5 – Manutenção da venda de concessões de serviços públicos – apesar de já ter manifestado que não avançará com um programa de privatização, o futuro governo continuará com a venda de concessões de infraestrutura, como rodovias e portos, estimulando as parcerias público-privadas e a venda de concessões por entes regionais.

6 – Preservação e avanço dos ajustes microeconômicos – além de não alterar o Marco Legal do Saneamento Básico, a Lei de Liberdade Econômica e a Lei da Cabotagem, entre outras, o novo governo estimulará a aprovação de novas medidas para melhorar o ambiente de negócios.

7 – Criação de ministérios – apesar de um número reduzido de ministérios melhorar a coordenação do governo, a criação de novos órgãos facilita a formação de uma aliança de governo mais ampla. Como o presidente Lula indicou que escolherá um político para o Ministério da Economia, uma eventual recriação do Ministério do Planejamento permitiria alojar um economista para coordenar as agendas de reformas e ajustes.

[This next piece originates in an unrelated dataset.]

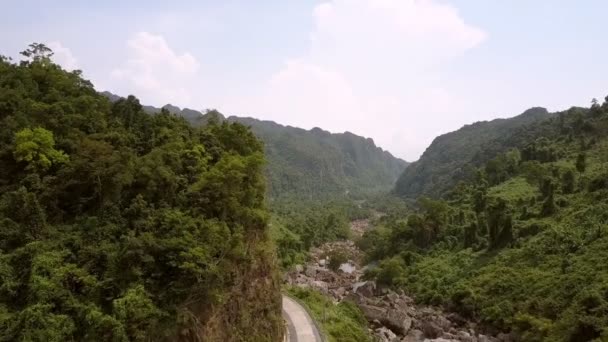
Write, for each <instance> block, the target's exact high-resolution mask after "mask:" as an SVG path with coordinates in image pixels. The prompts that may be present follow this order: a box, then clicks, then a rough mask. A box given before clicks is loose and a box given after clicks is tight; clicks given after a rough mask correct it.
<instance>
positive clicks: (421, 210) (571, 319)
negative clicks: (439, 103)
mask: <svg viewBox="0 0 608 342" xmlns="http://www.w3.org/2000/svg"><path fill="white" fill-rule="evenodd" d="M539 113H540V112H539ZM541 114H542V115H541V117H544V116H546V113H541ZM518 119H521V117H519V118H518ZM477 125H479V126H480V127H484V126H485V127H488V125H489V124H488V123H485V124H477ZM473 126H475V125H473ZM473 126H469V128H468V129H471V130H472V129H473V128H472V127H473ZM466 130H467V129H466V128H465V129H463V130H461V131H459V132H456V133H454V134H452V135H448V136H446V137H443V138H439V139H437V140H436V142H435V143H434V144H435V145H436V146H434V147H433V148H432V149H431V148H429V151H428V154H427V159H429V157H428V155H436V152H437V150H436V149H437V145H438V144H441V143H442V141H443V142H445V140H446V139H448V138H451V137H452V138H453V137H464V136H467V134H465V131H466ZM468 136H469V137H471V136H472V135H470V134H469V135H468ZM471 139H473V138H471ZM482 140H483V141H486V142H488V141H489V144H490V146H489V147H486V148H480V149H479V150H478V151H477V152H475V153H474V154H472V153H463V154H461V157H462V158H463V159H457V158H452V159H449V160H451V163H453V164H454V165H463V164H464V163H467V162H470V161H471V160H473V159H472V158H474V157H475V155H482V156H483V158H481V159H478V163H479V164H477V165H479V167H476V168H474V169H473V170H472V171H473V174H474V175H475V177H471V178H470V179H465V180H464V181H463V182H460V183H459V184H457V185H455V186H452V187H449V186H448V185H445V191H442V192H443V193H444V194H445V196H444V197H443V199H441V200H432V199H429V198H426V197H424V196H421V197H419V198H418V200H417V202H416V205H415V209H413V210H412V211H411V212H410V213H393V214H392V215H388V216H385V217H383V218H381V219H380V220H378V222H376V226H377V227H376V229H375V230H373V231H371V232H369V233H367V234H366V235H365V236H364V239H363V240H362V242H361V244H360V245H361V247H362V248H364V249H365V250H366V253H367V258H368V260H376V261H380V262H379V266H378V267H377V268H376V269H374V270H372V271H371V272H369V273H368V274H367V276H368V277H373V278H375V279H376V280H377V281H378V282H379V283H380V284H382V285H385V286H393V287H399V288H402V289H404V290H405V291H406V292H408V293H409V294H411V295H413V296H415V297H416V300H417V301H419V302H421V303H427V304H434V305H441V306H443V307H444V308H446V309H448V310H451V311H456V312H457V313H459V315H460V316H461V317H464V318H466V319H468V320H473V321H475V322H477V323H478V324H479V325H480V326H481V327H483V328H484V329H486V330H488V331H490V332H492V333H493V334H497V333H499V332H502V333H508V334H510V335H511V338H513V339H515V340H520V341H532V342H534V341H551V342H555V341H564V342H567V341H600V340H601V341H604V340H606V338H608V311H607V310H606V308H608V300H607V297H606V293H608V292H607V291H608V289H607V286H606V284H607V279H608V267H606V265H607V263H606V260H608V248H607V246H608V214H607V213H608V98H607V101H606V102H604V104H602V105H600V104H599V103H597V102H595V101H594V103H593V105H592V106H591V107H590V108H571V109H570V110H568V111H565V112H560V113H555V114H553V115H551V116H550V117H549V118H547V119H544V120H542V119H541V120H529V122H528V123H526V124H521V123H520V125H519V128H518V129H516V130H515V131H511V133H510V135H508V136H499V137H498V138H493V139H491V140H488V139H486V138H482ZM467 144H468V145H469V146H479V142H477V141H472V140H471V141H469V142H468V143H467ZM494 144H495V145H496V147H493V146H491V145H494ZM455 151H456V150H455ZM490 151H495V152H493V153H494V155H490ZM484 152H485V154H480V153H484ZM446 159H447V158H446ZM434 161H435V163H438V162H437V160H434ZM419 165H430V164H428V161H425V162H423V161H421V163H420V164H419ZM435 165H443V164H441V163H439V164H435ZM419 167H420V166H419ZM445 174H446V173H445V172H443V173H440V174H439V175H445ZM429 189H433V187H429ZM434 189H439V188H434ZM441 189H444V188H443V187H442V188H441ZM417 191H418V192H419V191H420V189H418V190H417Z"/></svg>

O país sai muito dividido destas eleições – Lula com 51% dos votos válidos e Bolsonaro com 49%, sobretudo após uma campanha repleta de ataques e das tristes “fake news”. Nesse ambiente, a minha esperança é que a sociedade conceda por alguns meses um voto de confiança para que o novo governo possa apresentar e implementar seus projetos. Torço também para que o presidente Bolsonaro prepare uma passagem de poder democrática e tranquila, provendo todas as informações possíveis para a equipe de transição. Presumo que essa seja a estrada que a maioria dos brasileiros queira ver trilhada nos próximos meses.